As far as I’m concerned. there’s nothing better than a shotgun for personal protection, especially when it comes to home defense. This has been the case for many decades for people worldwide, and continues to be the case today. When it comes to choosing the right shotgun for any particular individual, the choices are endless. There are a lot of great home-defense shotguns available on the market today, but shooters need to remember that a home-defense gun doesn’t necessarily have to be modern.
I was but a youngster when I got my first shotgun. My dad had obtained a pair of Remington 1100s – a 12 gauge and a 20 gauge. He asked me which one I liked best, and I found at the time I much preferred the 12 gauge. I loved the gun, which had the standard 28-inch barrel, a great hunting piece but not necessarily my idea of a home-defense gun. The old man came up with a short riot barrel that could be interchanged quickly with the 28-inch barrel. This made for an ideal little defense/riot gun. I never really used the gun in the riot configuration, but it made for a great little outfit. I somehow lost that barrel, but wish I still had it.
My next real defense shotgun came when I was an officer with the New Mexico State Police. I was issued a Smith & Wesson Model 3000 with a pistol grip. At first, I didn’t care for the pistol grip configuration but came to love the gun. I shot it so well that I later became a shotgun instructor with the state police. The gun was fitted with rifle sights and shot slugs like a champion. Obviously, 00 buck or No. 4 buck shot perfectly as well.

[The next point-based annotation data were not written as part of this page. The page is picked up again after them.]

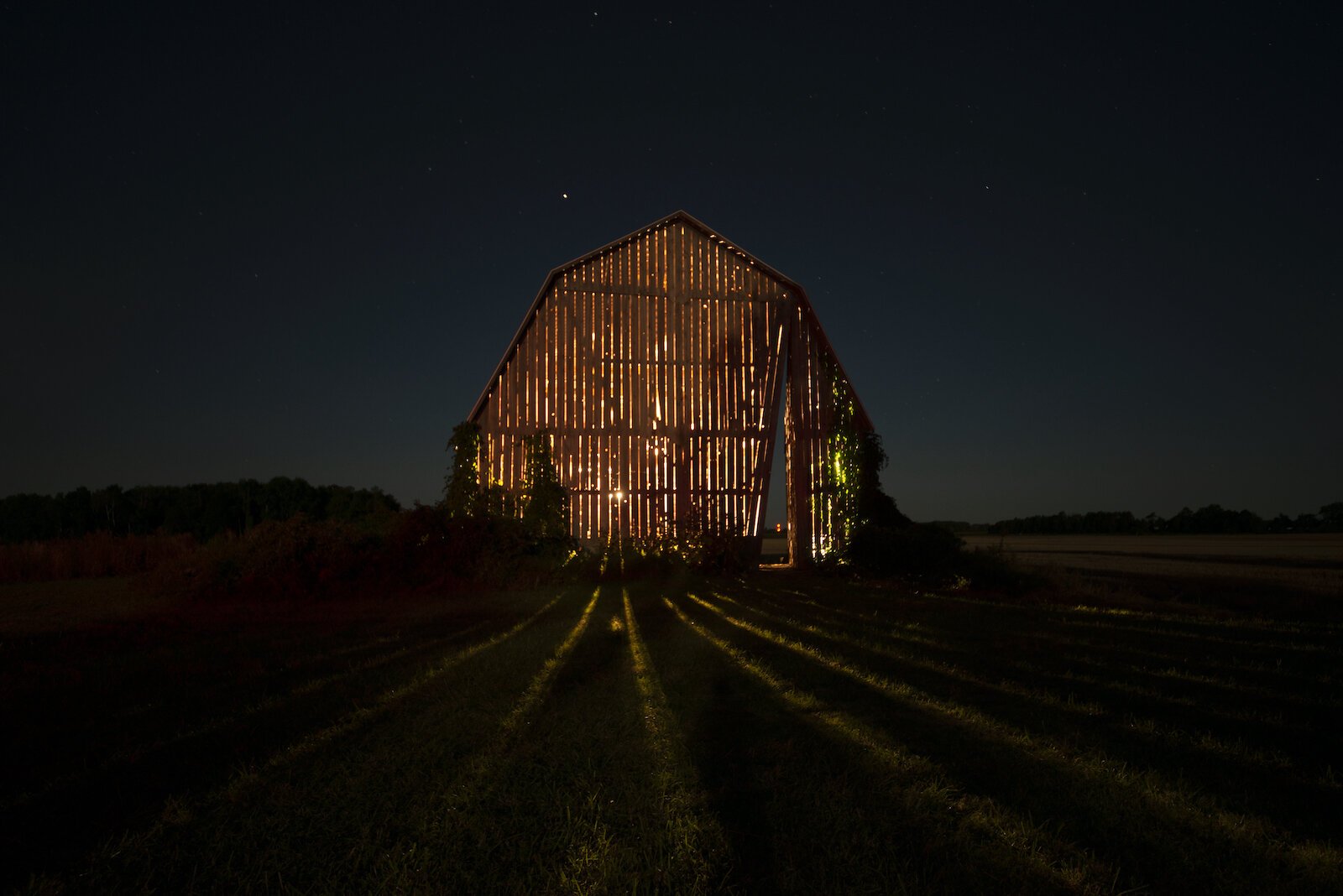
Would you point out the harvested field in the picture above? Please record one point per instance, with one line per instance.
(774, 734)
(1244, 568)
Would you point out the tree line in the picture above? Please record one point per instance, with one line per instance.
(1213, 519)
(203, 510)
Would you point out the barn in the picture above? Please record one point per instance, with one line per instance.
(658, 365)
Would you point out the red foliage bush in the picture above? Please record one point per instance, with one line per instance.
(91, 555)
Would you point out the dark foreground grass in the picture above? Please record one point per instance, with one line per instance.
(778, 734)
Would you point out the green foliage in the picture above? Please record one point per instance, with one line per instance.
(546, 502)
(462, 492)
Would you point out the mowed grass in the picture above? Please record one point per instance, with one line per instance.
(774, 734)
(1269, 575)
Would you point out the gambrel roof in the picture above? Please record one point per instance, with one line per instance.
(682, 217)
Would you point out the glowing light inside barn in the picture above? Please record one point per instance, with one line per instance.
(657, 365)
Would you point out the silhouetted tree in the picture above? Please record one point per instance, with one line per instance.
(546, 502)
(462, 494)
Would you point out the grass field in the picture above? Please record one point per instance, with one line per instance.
(776, 734)
(1298, 575)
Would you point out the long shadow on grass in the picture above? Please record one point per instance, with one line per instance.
(1159, 833)
(1246, 779)
(1304, 669)
(809, 805)
(1260, 721)
(57, 826)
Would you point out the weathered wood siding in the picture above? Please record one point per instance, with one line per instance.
(657, 365)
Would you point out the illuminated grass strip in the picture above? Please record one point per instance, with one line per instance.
(691, 831)
(391, 696)
(1079, 707)
(1174, 804)
(541, 681)
(1150, 728)
(480, 768)
(1076, 617)
(920, 781)
(893, 629)
(1232, 687)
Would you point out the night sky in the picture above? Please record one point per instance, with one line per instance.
(1074, 258)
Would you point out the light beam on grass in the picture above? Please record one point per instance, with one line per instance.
(689, 826)
(1148, 728)
(1174, 804)
(481, 768)
(541, 685)
(1079, 707)
(922, 784)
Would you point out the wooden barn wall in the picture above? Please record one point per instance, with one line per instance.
(817, 389)
(657, 369)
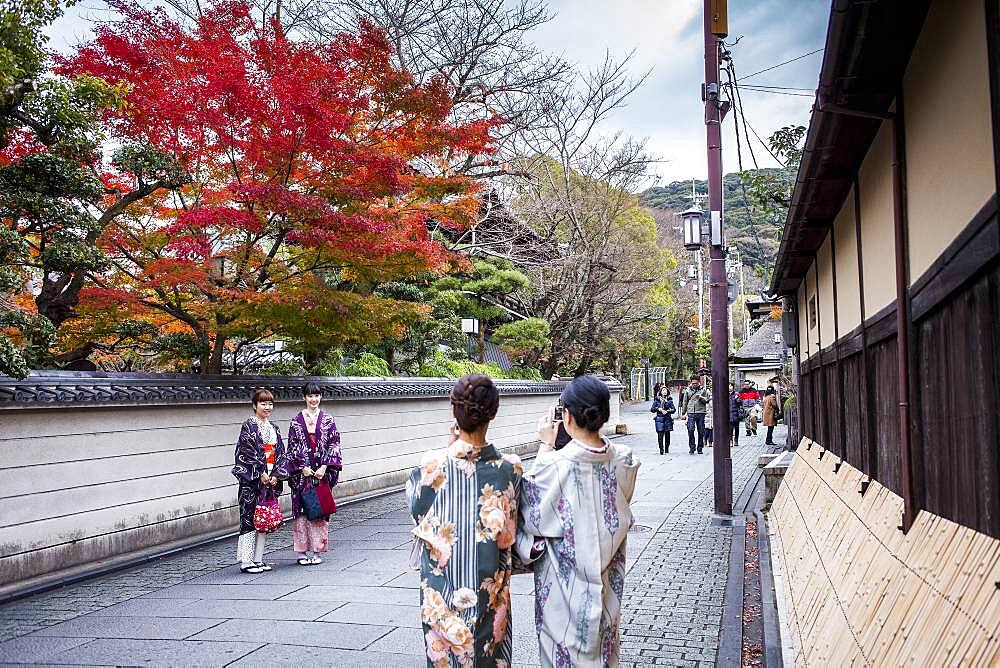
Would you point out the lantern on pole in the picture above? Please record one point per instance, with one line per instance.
(692, 224)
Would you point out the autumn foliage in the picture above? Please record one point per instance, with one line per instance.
(304, 182)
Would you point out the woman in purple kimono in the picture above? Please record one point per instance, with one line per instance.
(260, 464)
(313, 459)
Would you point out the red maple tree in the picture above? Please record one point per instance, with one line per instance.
(304, 187)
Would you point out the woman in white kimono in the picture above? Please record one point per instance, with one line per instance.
(575, 517)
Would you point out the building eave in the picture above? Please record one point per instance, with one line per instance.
(868, 46)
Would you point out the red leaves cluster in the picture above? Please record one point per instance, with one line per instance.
(296, 150)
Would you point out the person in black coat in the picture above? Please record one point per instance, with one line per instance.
(736, 414)
(663, 410)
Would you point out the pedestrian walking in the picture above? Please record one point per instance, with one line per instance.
(261, 465)
(575, 517)
(694, 403)
(663, 410)
(464, 499)
(736, 414)
(770, 408)
(709, 422)
(750, 398)
(314, 462)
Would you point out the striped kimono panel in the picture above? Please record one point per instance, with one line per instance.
(464, 502)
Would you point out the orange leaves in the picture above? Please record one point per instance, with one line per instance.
(302, 160)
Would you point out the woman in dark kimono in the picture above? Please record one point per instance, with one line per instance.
(663, 418)
(313, 459)
(463, 499)
(260, 464)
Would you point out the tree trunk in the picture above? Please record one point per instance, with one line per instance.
(212, 366)
(482, 343)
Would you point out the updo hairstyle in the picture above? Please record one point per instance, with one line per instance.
(476, 400)
(589, 401)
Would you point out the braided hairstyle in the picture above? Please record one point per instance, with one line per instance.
(589, 401)
(475, 399)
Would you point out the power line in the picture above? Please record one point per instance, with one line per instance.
(780, 87)
(754, 89)
(772, 67)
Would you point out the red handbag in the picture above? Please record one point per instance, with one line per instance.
(267, 515)
(325, 496)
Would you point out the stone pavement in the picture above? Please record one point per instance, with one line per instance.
(359, 608)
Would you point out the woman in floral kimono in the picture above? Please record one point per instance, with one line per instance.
(313, 459)
(464, 501)
(575, 516)
(260, 464)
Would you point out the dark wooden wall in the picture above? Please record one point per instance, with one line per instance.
(955, 388)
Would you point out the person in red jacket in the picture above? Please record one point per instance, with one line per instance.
(749, 397)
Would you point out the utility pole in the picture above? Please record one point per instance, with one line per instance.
(701, 294)
(715, 28)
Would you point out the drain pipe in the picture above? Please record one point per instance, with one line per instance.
(902, 269)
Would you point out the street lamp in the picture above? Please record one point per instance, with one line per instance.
(692, 224)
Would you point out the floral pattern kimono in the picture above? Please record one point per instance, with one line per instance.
(251, 463)
(464, 501)
(300, 454)
(577, 500)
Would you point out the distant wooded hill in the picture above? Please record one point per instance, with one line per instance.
(757, 250)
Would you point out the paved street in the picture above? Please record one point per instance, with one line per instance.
(359, 608)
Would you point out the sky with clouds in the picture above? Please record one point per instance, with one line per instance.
(666, 36)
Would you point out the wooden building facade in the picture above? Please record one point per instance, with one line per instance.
(886, 528)
(896, 203)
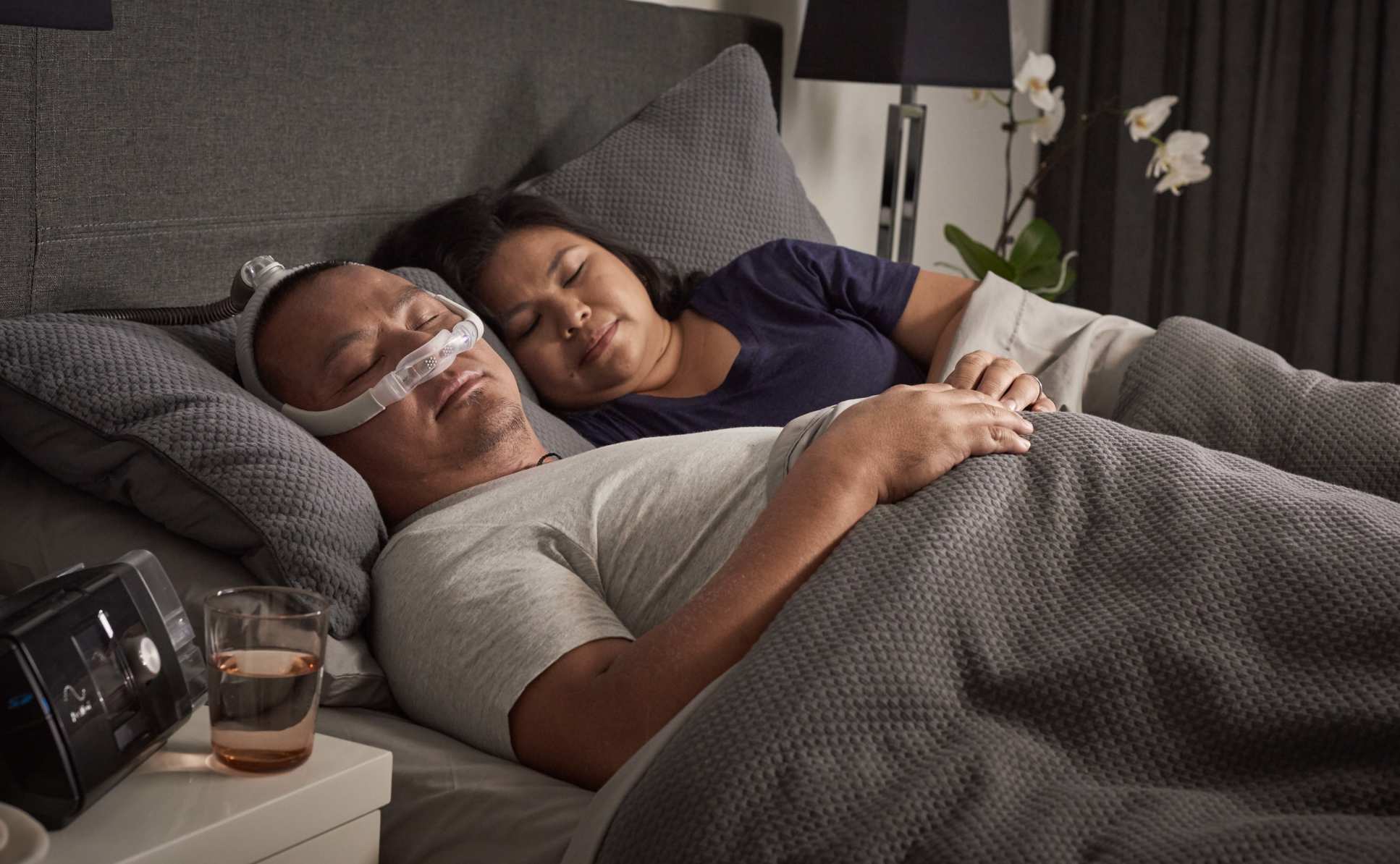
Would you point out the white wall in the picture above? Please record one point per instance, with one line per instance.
(836, 136)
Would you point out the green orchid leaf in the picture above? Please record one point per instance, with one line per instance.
(1038, 242)
(980, 259)
(1045, 275)
(1053, 293)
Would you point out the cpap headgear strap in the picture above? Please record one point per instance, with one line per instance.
(261, 278)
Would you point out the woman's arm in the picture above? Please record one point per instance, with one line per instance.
(930, 320)
(926, 331)
(595, 706)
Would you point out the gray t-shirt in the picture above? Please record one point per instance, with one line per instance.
(478, 594)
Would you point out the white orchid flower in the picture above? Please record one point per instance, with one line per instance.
(1181, 148)
(1145, 119)
(1034, 80)
(1045, 130)
(1184, 174)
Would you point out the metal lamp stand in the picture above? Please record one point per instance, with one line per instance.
(913, 146)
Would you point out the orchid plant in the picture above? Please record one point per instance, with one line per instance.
(1037, 261)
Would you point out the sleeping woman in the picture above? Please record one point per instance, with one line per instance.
(625, 347)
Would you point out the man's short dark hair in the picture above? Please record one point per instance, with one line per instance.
(298, 278)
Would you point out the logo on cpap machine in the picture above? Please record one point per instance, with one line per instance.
(72, 695)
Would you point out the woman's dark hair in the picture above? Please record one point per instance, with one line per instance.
(457, 238)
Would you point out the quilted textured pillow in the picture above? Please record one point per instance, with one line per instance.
(699, 175)
(153, 418)
(133, 413)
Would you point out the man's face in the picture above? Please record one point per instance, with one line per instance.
(339, 334)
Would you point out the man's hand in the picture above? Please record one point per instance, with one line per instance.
(1000, 378)
(896, 443)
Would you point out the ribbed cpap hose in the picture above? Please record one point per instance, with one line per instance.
(172, 315)
(251, 275)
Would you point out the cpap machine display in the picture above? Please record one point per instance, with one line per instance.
(262, 275)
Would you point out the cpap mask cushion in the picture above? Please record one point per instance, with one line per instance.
(262, 275)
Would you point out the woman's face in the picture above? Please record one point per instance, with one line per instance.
(574, 315)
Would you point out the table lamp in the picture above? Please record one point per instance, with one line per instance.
(906, 43)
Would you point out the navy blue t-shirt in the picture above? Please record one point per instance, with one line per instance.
(814, 325)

I later became commissioned as a special agent with the U.S. Customs Service. We had the option of a long gun, being a Steyr AUG at the time, or a Remington 870. The 870s were fitted with 14-inch barrels. I found that I much preferred the 870 and wound up carrying it my entire career. At the end of 26 years of service, it was well worn but still functioned perfectly. After daily carry of the gun, I never experienced a problem.
I found that the short 870 was light and easy to handle. Going through the front door of a bad guy’s house with the short little scattergun was handy, as the gun could be easily maneuvered in tight situations – not cumbersome at all. Plus, suspects found the short shotgun quite intimidating.
The only drawback at all to the short 870 was that it packed a wallop, which kept many agents from carrying them.
While I was growing up, my dad kept a couple of great defensive shotguns around the house, one of which was an Ithaca Model 37 Featherlight. He kept this shotgun by the front door until he died. I still have the gun today and use it for the same purpose. The Model 37 is an outstanding firearm, in my opinion. It was originally a Remington design released in 1917. The rights were later sold to Ithaca who began producing them under the Model 37 handle. I’m not sure when my dad obtained our gun, but it was used when he got it more than 40 years ago. It still functions perfectly, and I’m entirely comfortable with it as a primary house gun, though it’s really a secondary gun now.
While I keep the Model 37 handy, my main home-defense shotgun these days is a Nighthawk Custom Remington 870. Mark Stone and Company at Nighthawk pulled no punches in outfitting this gun, including a Vang Comp system, night sights, rubberized pistol grip, recoil resistant, telescoping buttstock, SureFire flashlight and all the other bells and whistles. The gun has an extended magazine tube and is rigged to hold extra rounds on the left side of the receiver.
Of course, this shotgun functions and shoots superbly. The only complaint I have with it is the weight – a little hefty. Otherwise, a piece of shotgun perfection. Some folks are quite fond of just an old fashioned side-by-side for home defense. There’s not a thing wrong with this conception.
Regardless of make and model of shotgun, its age or gauge, these firearms will always be, for me, the epitome of home-defense tools.